Respite from award shows good for fashion industry

By Hadley Freeman (China Daily)
Updated: 2008-01-17 07:24

Before we start, I would like to emphasize that I have nothing but sympathy for all the makeup artists, fashion stylists and hairdressers who are missing their moments in the sun through the cancellation of the Golden Globes awards - and possibly of next month's Oscars - due to the writers' strike.

As is the case in every battle, it is the innocent people who suffer; and no matter what the outcome of the strikes may be, I think we can guarantee that the big studios will survive comfortably.

The furore about the chaos the cancellations would wreak on Los Angeles, with one estimate suggesting it will cost the city at least $200 million if the Oscars are scrapped - has been echoed by fashion designers, claiming that their financial loss will be, if not on a par, at least relatively comparable, because these events are more effective than advertisements in terms of brand recognition.

Valentino has said that getting one of his dresses on a winner, as he did with Julia Roberts in 2001, is worth $25 million in sales, while Chanel has said that dressing Nicole Kidman in 2002 was worth $10 million in sales in the United States alone.

Good for fashion

Nonetheless, I cannot help but feel that a year's respite from the annual red carpet hoo-hah would do the fashion industry some good in the long term.

Yes, pictures of Jessica Random wearing Dior Couture might shift some eye shadows. But this assumed importance of celebrity has been taken to such extremes in the fashion world that the shows now seem to be more about the designer showing off which actresses and pop stars - and offspring thereof - they can get in the front row than the clothes on the runway.
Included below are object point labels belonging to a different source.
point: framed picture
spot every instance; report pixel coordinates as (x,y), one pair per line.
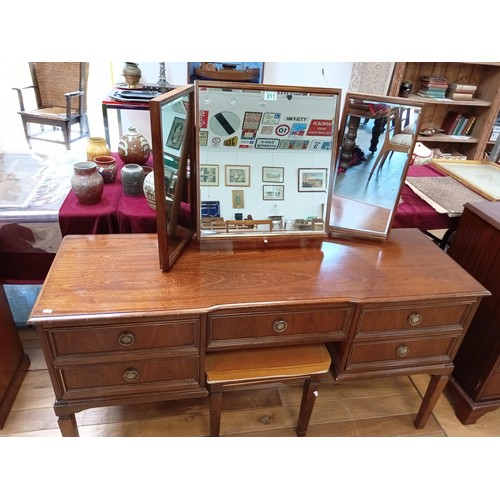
(273,174)
(247,72)
(312,179)
(237,175)
(209,175)
(175,135)
(273,193)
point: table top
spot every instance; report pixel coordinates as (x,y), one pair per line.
(125,279)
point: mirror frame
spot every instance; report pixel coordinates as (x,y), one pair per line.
(172,236)
(342,135)
(268,237)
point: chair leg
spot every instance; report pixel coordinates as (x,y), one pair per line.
(309,394)
(215,401)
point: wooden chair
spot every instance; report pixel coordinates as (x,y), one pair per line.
(395,139)
(262,365)
(60,91)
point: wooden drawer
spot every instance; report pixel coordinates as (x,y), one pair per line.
(275,326)
(119,379)
(89,341)
(392,320)
(389,354)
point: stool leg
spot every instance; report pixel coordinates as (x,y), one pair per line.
(311,386)
(215,401)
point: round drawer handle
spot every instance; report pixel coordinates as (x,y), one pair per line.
(402,351)
(279,326)
(131,374)
(126,338)
(414,319)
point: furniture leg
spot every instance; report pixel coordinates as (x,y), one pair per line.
(309,395)
(349,141)
(106,123)
(434,390)
(215,400)
(67,425)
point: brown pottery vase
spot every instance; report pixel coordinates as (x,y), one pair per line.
(87,183)
(106,166)
(97,146)
(133,147)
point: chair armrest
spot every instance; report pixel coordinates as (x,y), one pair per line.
(19,91)
(69,96)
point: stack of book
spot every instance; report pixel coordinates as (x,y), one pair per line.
(460,91)
(433,86)
(456,123)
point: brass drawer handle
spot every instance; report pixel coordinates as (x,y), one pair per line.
(126,338)
(131,375)
(402,351)
(279,326)
(414,319)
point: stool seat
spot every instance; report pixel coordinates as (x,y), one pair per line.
(248,366)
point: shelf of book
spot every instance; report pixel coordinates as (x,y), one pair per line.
(480,79)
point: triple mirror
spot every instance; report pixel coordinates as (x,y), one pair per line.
(255,162)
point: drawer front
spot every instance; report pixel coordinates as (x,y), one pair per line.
(118,379)
(389,354)
(124,338)
(412,318)
(278,326)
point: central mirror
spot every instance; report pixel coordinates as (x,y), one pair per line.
(377,141)
(265,158)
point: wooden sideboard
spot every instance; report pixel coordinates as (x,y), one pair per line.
(116,330)
(476,377)
(14,362)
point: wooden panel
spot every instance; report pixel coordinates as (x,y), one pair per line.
(124,338)
(108,380)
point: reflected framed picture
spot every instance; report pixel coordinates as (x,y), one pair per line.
(248,72)
(312,179)
(237,175)
(175,135)
(209,175)
(273,174)
(273,192)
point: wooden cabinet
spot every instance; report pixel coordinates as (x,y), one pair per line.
(485,105)
(128,335)
(476,377)
(14,362)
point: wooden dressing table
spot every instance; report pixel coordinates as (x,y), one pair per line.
(116,330)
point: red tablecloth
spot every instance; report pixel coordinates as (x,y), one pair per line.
(415,212)
(115,213)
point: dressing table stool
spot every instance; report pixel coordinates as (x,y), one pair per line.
(269,364)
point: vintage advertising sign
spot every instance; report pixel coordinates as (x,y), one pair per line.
(320,127)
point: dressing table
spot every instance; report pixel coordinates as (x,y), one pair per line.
(128,318)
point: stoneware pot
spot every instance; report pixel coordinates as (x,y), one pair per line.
(106,166)
(149,189)
(97,146)
(132,179)
(87,183)
(133,147)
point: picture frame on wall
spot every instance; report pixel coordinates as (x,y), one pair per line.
(174,139)
(209,175)
(273,192)
(312,179)
(238,175)
(246,72)
(273,174)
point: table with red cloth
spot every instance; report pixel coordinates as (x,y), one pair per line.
(115,213)
(415,212)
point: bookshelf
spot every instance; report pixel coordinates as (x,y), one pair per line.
(485,105)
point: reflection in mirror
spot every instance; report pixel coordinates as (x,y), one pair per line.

Certainly it is not hard to feel that way when a show is held up for two hours because front-row guest Beyonce is running late, as Marc Jacobs recently did, or when John Galliano delayed his show by an hour for the arrival of celebrity stylist Rachel Zoe.

When designers start to value celebrities over actual customers, the clothes become more expensive, more impractical and seemingly more irrelevant than ever, as is increasingly the situation.

Once fashion did seem to reflect the changing lives of modern women, as with Dior's New Look of the 1940s, or the shoulder-padded power suits of the 1980s. Now it often feels as if designers are tailoring their collections to pander to celebrity stylists and the paparazzi - which would at least explain the continuing popularity on the catwalks of crippling stilettos, minuscule dresses and other clothes designed for lifestyles based on maximum photo opportunities and minimal body fat.

Next week will be an interesting case in point, with the autumn/winter couture shows taking place in Paris - an occasion when the fashion world kowtows to celebrity with more obsequiousness than at any other time of the year.

Because these shows happen in the middle of the award season, designers overtly cater to the paparazzi- seeking celebrity, in the hope that the dresses will be ripped straight off the catwalk and on to some actress's back for the Vanity Fair Oscars party.

Of course, we are talking couture so even if the Oscars are cancelled, designers are never going to make strictly practical clothes. But just as there is a certain kind of "Oscar acting", so there is a kind of "Oscar fashion". If the diminution of the awards ceremony means the abolition of both these things, surely that is no bad thing.

And surely it can only be to the good for the fashion world to be reminded, for at least one year, that celebrity endorsement is not the only happy ending.